Lack of access to feminine sanitary products could have a huge impact on the education of a South African school girl, and UT’s Fearless Leadership Institute is helping to break this educational barrier through a donation drive.
The drive began Oct. 1 and concludes today. The drive was inspired after five of the Institute’s members studied abroad in South Africa summer, including co-director Thaïs Moore.
“So many young girls in Cape Town are dropping out of school, because they can’t afford sanitary products and it broke my heart,” Moore said. “Our drive started off slow, but last week our donation bin was full.”
Moore takes part in the Cape Town study abroad program every other year. This summer, Moore said she grew close with a woman who worked at a battered women’s shelter and wanted to help whenever she reached out.
“We haven’t received as many [donations] as we’d like, but even if it can keep just two girls in school for the rest of the year, that would be great,” Moore said. “Our main objective is to love on young women. You can accomplish anything with love.”
Business sophomore Dayjah Harris, an Institute member of two years, traveled outside the country for the first time when she studied abroad and said the experience changed
“Being in South Africa allowed me to open my mind,” Harris said. “Being in America, we just focus on issues that we have here.

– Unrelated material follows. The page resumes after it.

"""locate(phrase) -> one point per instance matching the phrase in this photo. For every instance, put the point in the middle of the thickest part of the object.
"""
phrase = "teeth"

Being in Cape Town and seeing issues that are faced of people in different countries, it just opened my mind up.”
Harris spent a lot of time visiting schools and helping at a battered women and children’s shelter.
“The girls in school out there, when they have their cycles, they don’t get any type of sanitary products, such as pads and tampons, so they can’t go to school,” Harris said, “This causes a lot of the young girls to drop out, leading to a lot of crimes and violence against them because they’re often unsupervised. This drive is to try to stop that problem from happening at such a high rate, to allow for these girls to get their education.”
Radio-television-film sophomore Destiny Goss said her experience abroad made her realize she had a passion for helping women and children who are victims of sexual assault and domestic violence, and she hopes to create her own nonprofit mentoring program.
“The experience was life-changing,” Goss said. “It made me appreciate the things I have more than I’ve ever done … FLI is amazing. It is an organization to help young women who need growth. Every woman of color should join. It’s very empowering.”
Donations, such as tampons, pads, sanitary napkins and similar products, can be taken through 5 p.m. today to the Main Building Room 22 or SSB 4.400.